Homeless Join Running Program 01/03/2012
On her daily runs, Anne Mahlum jogged past a homeless shelter in Philadelphia. Over time, Mahlum developed a friendly rapport with some of the shelter's residents who used to stand on the corner. She decided to reach out to the executive director encouraging him to allow the men join her on her runs. She bought running shoes and clothes for nine men and Back on My Feet was launched in 2007.
Back on My Feet came to Atlanta last November in hopes to improve the lives of Atlanta's homeless population through running. Currently, there are three teams of 15 from Trinity House-Big Bethel, The Gateway Center, and The Salvation Army.
"Through running, we are aiming to improve self-esteem, improve discipline, building confidence, and a sense of consistency" said Program Director Tiffany Brennaman. "With our volunteers and the members' commitment, we are aiming to change the perception of homelessness and really help these men move their lives forward."
Every Monday, Wednesday, and Friday mornings, volunteers and the teams run in each facility's Downtown Atlanta location as a part of the men's commitment to the Back on My Feet program. On Saturdays, all groups run together at The Salvation Army Red Shield Services Shelter.

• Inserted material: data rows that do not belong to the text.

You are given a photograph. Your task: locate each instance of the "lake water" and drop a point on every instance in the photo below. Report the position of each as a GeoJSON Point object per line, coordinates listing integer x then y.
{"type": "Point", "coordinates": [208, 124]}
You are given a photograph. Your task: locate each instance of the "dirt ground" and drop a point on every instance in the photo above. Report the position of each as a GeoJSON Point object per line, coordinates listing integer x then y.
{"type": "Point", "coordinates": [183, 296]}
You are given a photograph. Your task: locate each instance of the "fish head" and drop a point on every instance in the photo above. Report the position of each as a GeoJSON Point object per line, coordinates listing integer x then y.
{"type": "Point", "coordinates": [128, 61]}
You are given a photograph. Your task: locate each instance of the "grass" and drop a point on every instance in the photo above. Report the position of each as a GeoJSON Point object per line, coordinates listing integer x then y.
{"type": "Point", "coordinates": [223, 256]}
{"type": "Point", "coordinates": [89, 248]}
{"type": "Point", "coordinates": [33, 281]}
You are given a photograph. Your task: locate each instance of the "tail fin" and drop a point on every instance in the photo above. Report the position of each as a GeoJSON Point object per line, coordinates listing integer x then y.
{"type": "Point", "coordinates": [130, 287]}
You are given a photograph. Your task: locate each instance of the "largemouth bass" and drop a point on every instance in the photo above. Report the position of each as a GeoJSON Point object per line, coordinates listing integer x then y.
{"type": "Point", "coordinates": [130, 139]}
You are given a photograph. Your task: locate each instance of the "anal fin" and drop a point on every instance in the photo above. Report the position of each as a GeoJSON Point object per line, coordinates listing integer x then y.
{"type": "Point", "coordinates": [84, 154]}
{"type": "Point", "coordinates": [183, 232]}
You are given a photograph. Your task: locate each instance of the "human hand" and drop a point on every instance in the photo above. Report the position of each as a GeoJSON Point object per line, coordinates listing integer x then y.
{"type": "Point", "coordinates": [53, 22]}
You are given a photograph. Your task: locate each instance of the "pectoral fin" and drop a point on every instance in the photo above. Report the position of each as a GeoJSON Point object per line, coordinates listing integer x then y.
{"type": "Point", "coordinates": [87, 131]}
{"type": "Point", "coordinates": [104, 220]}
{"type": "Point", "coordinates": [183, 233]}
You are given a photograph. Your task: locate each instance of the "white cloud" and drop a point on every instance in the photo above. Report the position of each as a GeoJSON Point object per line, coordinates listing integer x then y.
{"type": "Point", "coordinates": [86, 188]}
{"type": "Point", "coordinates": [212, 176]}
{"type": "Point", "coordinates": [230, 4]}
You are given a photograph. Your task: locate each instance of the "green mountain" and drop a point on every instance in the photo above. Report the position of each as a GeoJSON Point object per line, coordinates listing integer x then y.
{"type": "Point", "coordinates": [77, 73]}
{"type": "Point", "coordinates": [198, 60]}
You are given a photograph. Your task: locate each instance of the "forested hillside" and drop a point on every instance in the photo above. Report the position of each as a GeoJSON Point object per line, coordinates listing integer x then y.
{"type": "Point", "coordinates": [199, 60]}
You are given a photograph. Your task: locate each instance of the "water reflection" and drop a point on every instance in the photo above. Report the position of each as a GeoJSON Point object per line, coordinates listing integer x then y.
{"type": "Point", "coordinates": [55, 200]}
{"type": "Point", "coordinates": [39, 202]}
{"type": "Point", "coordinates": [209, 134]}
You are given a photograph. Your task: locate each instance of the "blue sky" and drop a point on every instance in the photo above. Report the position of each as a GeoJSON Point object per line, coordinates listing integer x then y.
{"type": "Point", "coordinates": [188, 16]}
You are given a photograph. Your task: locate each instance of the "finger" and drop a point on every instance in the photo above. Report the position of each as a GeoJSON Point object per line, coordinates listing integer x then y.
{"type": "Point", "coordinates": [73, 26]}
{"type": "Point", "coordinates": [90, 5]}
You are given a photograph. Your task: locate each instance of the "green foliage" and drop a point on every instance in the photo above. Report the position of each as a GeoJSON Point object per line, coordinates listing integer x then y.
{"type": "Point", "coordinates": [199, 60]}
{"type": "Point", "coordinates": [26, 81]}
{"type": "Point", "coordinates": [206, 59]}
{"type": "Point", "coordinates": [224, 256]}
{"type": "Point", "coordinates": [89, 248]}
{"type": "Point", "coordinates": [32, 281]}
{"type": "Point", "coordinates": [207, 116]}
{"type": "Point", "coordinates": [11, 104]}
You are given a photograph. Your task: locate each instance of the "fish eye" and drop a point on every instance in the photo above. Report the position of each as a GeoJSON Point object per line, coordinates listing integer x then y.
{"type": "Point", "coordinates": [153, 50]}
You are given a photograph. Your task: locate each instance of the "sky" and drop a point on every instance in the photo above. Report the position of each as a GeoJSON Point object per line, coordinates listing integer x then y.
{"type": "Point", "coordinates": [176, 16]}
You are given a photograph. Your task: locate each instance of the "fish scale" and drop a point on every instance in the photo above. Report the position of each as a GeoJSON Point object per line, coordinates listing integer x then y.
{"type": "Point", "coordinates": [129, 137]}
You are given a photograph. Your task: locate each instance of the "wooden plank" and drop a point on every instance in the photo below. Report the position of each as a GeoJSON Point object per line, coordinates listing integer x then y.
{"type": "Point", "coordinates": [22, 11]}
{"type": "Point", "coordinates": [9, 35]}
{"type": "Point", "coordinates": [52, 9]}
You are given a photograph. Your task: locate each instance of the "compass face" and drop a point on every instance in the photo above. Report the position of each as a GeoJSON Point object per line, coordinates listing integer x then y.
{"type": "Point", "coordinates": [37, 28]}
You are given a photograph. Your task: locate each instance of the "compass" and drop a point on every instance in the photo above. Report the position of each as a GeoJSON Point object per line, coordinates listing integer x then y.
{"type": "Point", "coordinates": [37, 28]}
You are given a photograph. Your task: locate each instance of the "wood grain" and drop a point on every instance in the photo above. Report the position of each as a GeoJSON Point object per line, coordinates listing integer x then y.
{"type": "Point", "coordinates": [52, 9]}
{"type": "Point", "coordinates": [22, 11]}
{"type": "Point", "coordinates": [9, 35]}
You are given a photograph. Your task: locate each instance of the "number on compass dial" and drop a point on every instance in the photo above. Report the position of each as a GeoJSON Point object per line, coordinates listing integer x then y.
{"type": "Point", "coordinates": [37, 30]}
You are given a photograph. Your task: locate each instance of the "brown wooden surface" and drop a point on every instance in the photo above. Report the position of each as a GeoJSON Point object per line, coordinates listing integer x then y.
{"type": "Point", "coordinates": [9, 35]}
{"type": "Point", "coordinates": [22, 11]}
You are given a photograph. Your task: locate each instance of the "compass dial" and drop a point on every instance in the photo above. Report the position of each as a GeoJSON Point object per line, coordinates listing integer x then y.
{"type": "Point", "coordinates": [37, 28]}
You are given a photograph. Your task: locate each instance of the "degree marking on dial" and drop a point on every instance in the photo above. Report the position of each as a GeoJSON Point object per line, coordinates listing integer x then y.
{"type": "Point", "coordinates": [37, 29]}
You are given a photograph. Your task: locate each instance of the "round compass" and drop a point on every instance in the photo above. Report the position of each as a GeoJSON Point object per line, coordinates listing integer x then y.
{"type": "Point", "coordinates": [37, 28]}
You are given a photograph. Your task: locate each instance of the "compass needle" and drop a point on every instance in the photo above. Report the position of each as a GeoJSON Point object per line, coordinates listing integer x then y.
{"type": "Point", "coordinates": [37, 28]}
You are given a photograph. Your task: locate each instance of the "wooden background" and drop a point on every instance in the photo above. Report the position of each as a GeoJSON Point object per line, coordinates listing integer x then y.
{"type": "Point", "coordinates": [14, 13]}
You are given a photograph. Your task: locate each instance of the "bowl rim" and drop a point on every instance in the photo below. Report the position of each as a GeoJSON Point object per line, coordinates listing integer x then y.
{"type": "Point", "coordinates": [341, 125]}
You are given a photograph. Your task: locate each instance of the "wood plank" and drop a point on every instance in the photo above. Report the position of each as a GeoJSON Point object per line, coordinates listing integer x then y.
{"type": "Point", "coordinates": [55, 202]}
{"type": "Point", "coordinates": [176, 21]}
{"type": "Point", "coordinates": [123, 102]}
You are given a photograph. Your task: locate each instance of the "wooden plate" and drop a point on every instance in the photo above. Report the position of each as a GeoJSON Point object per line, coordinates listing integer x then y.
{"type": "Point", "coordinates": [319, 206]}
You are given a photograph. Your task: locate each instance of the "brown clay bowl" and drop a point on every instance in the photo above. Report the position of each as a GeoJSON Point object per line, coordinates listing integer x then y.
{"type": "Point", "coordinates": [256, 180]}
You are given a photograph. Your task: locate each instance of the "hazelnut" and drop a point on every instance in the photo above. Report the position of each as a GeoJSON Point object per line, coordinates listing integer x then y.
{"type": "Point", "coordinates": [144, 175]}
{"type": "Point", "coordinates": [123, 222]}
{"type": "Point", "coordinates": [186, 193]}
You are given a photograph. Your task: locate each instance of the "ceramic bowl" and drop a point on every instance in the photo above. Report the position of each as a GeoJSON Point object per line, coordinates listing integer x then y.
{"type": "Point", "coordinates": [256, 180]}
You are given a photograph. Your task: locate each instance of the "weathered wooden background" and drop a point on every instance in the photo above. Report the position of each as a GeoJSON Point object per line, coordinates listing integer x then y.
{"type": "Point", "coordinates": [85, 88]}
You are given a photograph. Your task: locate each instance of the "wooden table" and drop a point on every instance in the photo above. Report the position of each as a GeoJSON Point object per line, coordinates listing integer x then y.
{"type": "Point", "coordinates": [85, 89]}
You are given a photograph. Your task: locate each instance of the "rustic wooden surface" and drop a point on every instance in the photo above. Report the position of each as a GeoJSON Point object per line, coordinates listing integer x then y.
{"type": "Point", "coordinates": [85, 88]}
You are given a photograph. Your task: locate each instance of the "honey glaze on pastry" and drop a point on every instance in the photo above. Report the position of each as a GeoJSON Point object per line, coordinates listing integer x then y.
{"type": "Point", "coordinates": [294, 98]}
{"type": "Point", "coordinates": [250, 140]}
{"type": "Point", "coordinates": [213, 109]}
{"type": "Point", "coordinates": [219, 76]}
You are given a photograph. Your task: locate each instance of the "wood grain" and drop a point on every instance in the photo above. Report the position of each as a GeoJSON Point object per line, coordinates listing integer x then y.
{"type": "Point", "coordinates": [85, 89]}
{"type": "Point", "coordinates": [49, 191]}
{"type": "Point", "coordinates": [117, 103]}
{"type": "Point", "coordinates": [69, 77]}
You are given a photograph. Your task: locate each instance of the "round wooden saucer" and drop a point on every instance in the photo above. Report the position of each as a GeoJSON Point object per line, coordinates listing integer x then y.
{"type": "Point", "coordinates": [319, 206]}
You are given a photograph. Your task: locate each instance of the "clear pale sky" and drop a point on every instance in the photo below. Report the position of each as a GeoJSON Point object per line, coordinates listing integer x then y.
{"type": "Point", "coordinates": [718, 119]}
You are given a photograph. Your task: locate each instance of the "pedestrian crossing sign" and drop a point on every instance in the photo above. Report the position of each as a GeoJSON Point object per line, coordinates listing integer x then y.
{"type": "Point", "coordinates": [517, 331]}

The program demands 90 percent attendance from the participants. In addition to running, the program awards each member a scholarship that is directly paid from Back on My Feet toward debts the members may owe. The nonprofit also partners with corporations to provide the participants with resources such as job readiness and financial literacy classes. The program gives the participants four to six months to become fully sufficient, gainfully employed, and in their own housing.
"This does not happen without the volunteers," said John Hannula, executive director of Trinity Community Ministries. "The support from the community has a true impact on these men."
Avien Reese, who joined the program in December, credits the organization for his pursuit of a positive change. "I never thought running would make such a difference to me. This has taught me to finish things once I start them, and the community support means everything," he shared. Reese has finished three 5Ks and will start training for his first half-marathon.